← К описанию

Лизоркина Ольга - Мой вагончик



Пролог.

Особый запах железной дороги. Его трудно описать, но услышав, теряешь покой.

Почему вагончик? Потому, что детство мое прошло под аккомпанемент железнодорожных составов. Выйдешь за калитку, пройдешь метров пятьдесят по тропинке через огород, засаженный картошкой, и попадаешь на откос, где можно смотреть сверху на поезда. Бабушка водила меня туда махать рукой уезжающим или приезжающим гостям. А если посмотреть влево, то видно платформу и людей, которые спрыгивают или осторожно спускаются с края на гравий. До перехода далеко, и народ проторил короткую тропу в неположенном месте.

И мама приезжала на электричке, правда редко. И в гости к маме, папе и братьям меня возили на электричке, и в церковь на службу, и к дедушке на могилу. Ночью сквозь сон я слышала, как гудит и содрогается земля под весом товарняков, как низко и протяжно гудят тепловозы.


Про детство.

Детей в семье было трое. Два брата и я. Мама зашивалась: муж-аспирант, работа, дети. И меня взяла к себе бабушка.
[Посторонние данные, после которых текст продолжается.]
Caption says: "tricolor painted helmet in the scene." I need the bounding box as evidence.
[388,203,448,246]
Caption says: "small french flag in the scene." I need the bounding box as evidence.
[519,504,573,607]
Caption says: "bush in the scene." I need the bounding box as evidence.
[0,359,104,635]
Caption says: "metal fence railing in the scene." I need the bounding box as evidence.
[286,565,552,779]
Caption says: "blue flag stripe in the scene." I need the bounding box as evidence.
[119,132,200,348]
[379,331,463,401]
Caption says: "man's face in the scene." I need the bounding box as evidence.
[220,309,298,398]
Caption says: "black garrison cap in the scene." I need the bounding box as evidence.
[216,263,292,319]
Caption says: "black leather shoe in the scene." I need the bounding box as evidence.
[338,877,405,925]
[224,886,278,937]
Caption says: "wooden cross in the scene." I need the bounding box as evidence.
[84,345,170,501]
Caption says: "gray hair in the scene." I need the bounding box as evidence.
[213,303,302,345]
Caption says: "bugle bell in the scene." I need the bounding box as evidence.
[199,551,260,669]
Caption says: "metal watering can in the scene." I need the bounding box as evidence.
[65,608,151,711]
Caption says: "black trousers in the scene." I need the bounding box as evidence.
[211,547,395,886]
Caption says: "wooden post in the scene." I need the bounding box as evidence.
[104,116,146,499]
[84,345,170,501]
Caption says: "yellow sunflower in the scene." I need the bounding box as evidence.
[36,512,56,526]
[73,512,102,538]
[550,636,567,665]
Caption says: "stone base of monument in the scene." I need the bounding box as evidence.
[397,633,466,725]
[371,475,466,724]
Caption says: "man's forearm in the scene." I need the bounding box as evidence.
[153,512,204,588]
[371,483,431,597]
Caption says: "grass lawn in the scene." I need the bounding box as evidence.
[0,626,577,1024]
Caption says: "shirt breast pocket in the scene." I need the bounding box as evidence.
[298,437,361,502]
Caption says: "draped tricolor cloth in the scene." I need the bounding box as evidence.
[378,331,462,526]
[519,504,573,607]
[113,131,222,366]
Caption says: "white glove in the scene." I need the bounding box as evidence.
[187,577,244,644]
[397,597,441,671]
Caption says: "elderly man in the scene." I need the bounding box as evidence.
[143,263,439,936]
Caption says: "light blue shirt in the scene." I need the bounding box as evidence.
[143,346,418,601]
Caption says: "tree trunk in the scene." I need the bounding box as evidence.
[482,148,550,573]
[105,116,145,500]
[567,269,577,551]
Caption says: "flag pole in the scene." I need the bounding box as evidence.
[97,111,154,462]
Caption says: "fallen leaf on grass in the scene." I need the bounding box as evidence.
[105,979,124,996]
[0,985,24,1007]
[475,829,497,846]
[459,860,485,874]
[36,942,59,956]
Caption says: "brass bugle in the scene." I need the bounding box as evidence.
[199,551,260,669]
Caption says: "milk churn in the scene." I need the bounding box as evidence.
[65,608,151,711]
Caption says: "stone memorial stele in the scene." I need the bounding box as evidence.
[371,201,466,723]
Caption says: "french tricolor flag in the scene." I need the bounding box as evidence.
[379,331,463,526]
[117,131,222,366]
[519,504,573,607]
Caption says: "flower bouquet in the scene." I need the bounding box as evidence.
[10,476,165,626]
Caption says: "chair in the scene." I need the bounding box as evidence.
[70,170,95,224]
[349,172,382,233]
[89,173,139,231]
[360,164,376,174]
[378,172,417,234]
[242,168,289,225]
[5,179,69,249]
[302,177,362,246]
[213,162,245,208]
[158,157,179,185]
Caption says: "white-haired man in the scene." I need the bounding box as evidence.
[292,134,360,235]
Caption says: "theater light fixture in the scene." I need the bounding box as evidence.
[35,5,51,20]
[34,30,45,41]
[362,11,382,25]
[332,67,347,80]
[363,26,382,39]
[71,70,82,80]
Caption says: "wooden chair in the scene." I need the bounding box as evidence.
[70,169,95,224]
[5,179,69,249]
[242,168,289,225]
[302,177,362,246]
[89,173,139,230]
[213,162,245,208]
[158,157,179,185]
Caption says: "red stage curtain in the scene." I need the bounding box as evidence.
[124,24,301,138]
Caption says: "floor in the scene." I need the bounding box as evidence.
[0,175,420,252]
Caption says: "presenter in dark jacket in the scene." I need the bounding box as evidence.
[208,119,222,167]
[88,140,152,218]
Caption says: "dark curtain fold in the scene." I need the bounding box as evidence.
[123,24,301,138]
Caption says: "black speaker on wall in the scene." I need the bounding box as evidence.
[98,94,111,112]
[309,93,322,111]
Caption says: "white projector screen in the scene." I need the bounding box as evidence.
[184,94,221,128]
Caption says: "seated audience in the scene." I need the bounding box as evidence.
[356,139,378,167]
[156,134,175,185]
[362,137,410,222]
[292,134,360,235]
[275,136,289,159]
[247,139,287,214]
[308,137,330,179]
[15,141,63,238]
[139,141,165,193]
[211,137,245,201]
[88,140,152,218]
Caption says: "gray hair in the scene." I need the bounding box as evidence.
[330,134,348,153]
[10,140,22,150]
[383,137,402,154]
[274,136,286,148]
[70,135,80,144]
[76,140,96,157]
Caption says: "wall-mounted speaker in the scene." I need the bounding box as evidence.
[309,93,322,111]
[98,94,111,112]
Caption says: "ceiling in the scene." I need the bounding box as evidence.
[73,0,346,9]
Бабушка с тетушкой жили в подмосковном поселке, в деревянном доме, покосившемся от пережитых невзгод. Веранду разобрали и сожгли в печи во время войны. Часть пола в летней пристройке пошла на гроб, когда дедушка умер от недоедания ранней весной сорок второго. Позднее, бабушка купила козу и поселила ее в комнате с разобранным полом. Потом коз стало две. Так и жили: открываешь дверь и проходишь по коридорчику, где за тонкой стенкой живут козы, к другой двери, тяжелой, оббитой старым ватным одеялом. За ней зимняя часть дома. Сразу тепло. Облупившаяся, обмазанная глиной печь – главный источник жизни. В доме культ тепла и еды. На красоту и уют нет ни сил, ни желания.

Мама говорила, что до войны дом радовал глаз, блестел вымытыми окнами, белоснежными занавесками и разноцветными стеклышками на веранде. Летом жить переходили в холодную половину, туда, где теперь козы, а зимнюю часть с верандой сдавали дачникам.

Когда началась война, мама закончила курсы метеорологов и ушла на фронт. Остальные остались дома: тётушка, которая закончила педагогический институт, но защитить диплом не успела – институт эвакуировали из Москвы, дедушка, начавший немного оправляться после инсульта, и бабушка. Ни у кого из них не было рабочей карточки. Они получали скудный иждивенческий паек и голодали. Мама, которая служила в авиационном полку, пересылала им, при каждой возможности, посылки с едой.

Один раз ей удалось самой заехать на пару часов и привезти мешок пшена. Я представляю, как она спрыгивает из теплушки, одетая в воинский овчинный полушубок, шапку ушанку и валенки. Солдаты подают мешок. Она подставляет плечи и с грузом спешит по снегу к дому. Стучит в темное окно. Слышит дрожащий голос:

– Кто это?!

Дедушку только похоронили, и осиротевшие женщины всего боятся. Бурная радость. Мешок прячут в подпол. Кашу будут варить ночью, чтобы никто не узнал про нежданное богатство, за которое могут убить.

После войны жизнь как-то наладилась, а силы ушли. Бабушка быстро уставала и часто ложилась отдохнуть днем, устраивая меня между собой и печью. Спала она чутко, поэтому крутиться и ерзать мне возбранялось, и я ковыряла пальцем глину на печи и скучала. А еще я чувствовала себя отверженной. Там, в Москве, где жили мои родители и братья, была чудесная, полная интересных вещей и событий жизнь, но мне туда было нельзя. Засыпая, я видела маму во сне: она наклонялась ко мне, и я замирала от счастья, любуясь на ее прекрасное лицо.

Бабушка была человеком верующим и суровым. Я не помню, чтобы она смеялась или даже просто улыбалась. Сказок она не рассказывала, песенок не пела, нежности не проявляла, только крестила меня на сон грядущий. О жизни она рассуждала с упором на народную мудрость. Я знала, что у семи нянек дитя без глаза, что жизнь прожить – не поле перейти, что дальше от моря – меньше горя, и что голод – не тетка. В последнем случае, тетка твердо ассоциировалась с тетушкой. Бабушка не любила баловства и капризов, а если я плакала, мгновенно переключала мое внимание и слезы высыхали.